Kepada awak media, Saleh mengungkapkan, posisi bangunan dan penempatan pedagang di seluruh areal pasar di Sula belum begitu tertib. Sehingga pembeli bisa diarahkan pada satu titik, misalnya mereka yang akan membeli sayur, bisa tertuju pada satu titik.

“Penempatan pedagang di pasar itu juga harus jelas. Misalnya pedagang pakaian, pedagang sayur, lapak elektronik, maupun pedagang ikan dan sayur, itu harus jelas,” ujarnya.

“Jadi kan kalau orang mau beli sayur ya mereka akan menuju satu titik pasar sayur saja. Jangan ada yang di luar, sebagian di dalam. Kalau mereka beli di luar, otomatis yang di dalam rugi. Jadi nanti kita tertibkan,” terangnya.

Diwawancarai terpisah, Plt Kepala Dinas Koperasi, Perindustrian dan Perdagangan (Diskoperindag), Djena Tidore menyampaikan, Wakil Bupati sudah memberi arahan agar seluruh pedagang bisa ditertibkan.

“Kelihatan para pedagang yang berjualan di pasar tidak beraturan, jadi Wakil Bupati arahamnya mau menertibkan para penjual sayur dan ikan,” ujar Djena.

Tak hanya itu, Djena menyebutkan, Diakoperindag Sula juga akan berkoordinasi dengan Dinas Pekerjaan Umum, Penataan Ruang san Kawasan Permukiman (PUPRKP) untuk menguji kelayakan bangunan Pasar Basanohi, karena bangunan pasar ini sebelumnya sudah pernah terbakar.

“Kalau bangunan ini cocok untuk digunakan maka rehabnya di bagian atap saja,” akunya.

Untuk pasar ikan di pasar tradisional itu, sambung Djena, Pemda juga bakal menertibkan dan memindahkan di lokasi lain yang layak.

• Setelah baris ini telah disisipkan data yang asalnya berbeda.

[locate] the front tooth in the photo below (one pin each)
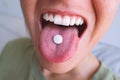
(78, 21)
(82, 21)
(46, 16)
(58, 19)
(51, 19)
(73, 20)
(66, 21)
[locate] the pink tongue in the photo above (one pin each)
(58, 52)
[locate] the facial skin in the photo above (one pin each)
(98, 15)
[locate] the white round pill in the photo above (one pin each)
(58, 39)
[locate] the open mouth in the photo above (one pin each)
(65, 22)
(70, 28)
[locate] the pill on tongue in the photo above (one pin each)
(57, 39)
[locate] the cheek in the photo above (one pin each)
(106, 8)
(105, 11)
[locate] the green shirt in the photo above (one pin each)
(18, 62)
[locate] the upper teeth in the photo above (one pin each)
(63, 20)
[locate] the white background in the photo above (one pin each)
(12, 24)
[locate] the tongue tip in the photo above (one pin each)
(57, 59)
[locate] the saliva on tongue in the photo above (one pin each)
(53, 52)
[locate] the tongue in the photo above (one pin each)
(58, 52)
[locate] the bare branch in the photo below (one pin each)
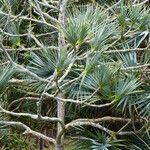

Akan tetapi, Diskoperindag akan berkoordinasi dengan Dinas PUPRKP untuk meperbaiki pasar ikan itu sambil menyiapkan lokasi baru.

“Karena pasar ikan yang sekarang sudah tergerus dengan air, dan di sini akan dibangun dengan jalan. Nanti kita lihat lokasi yang layak, baru mereka dipindahkan. Sementara kita akan koordinasi dengan PUPRKP untuk diperbaiki sementara, sambil menunggu lokasi baru untuk pedagang ikan,” sambungnya.

Kalau pedagang musiman yang belum dikenai retribusi, kata Djena, akan dikoordinasikan lebih dahulu dengan Dinas Perikanan dan Kelautan. Jika mereka sudah ada tempat yang layak buat mereka juga, maka akan segera dipindahkan dan ditagih retribusi.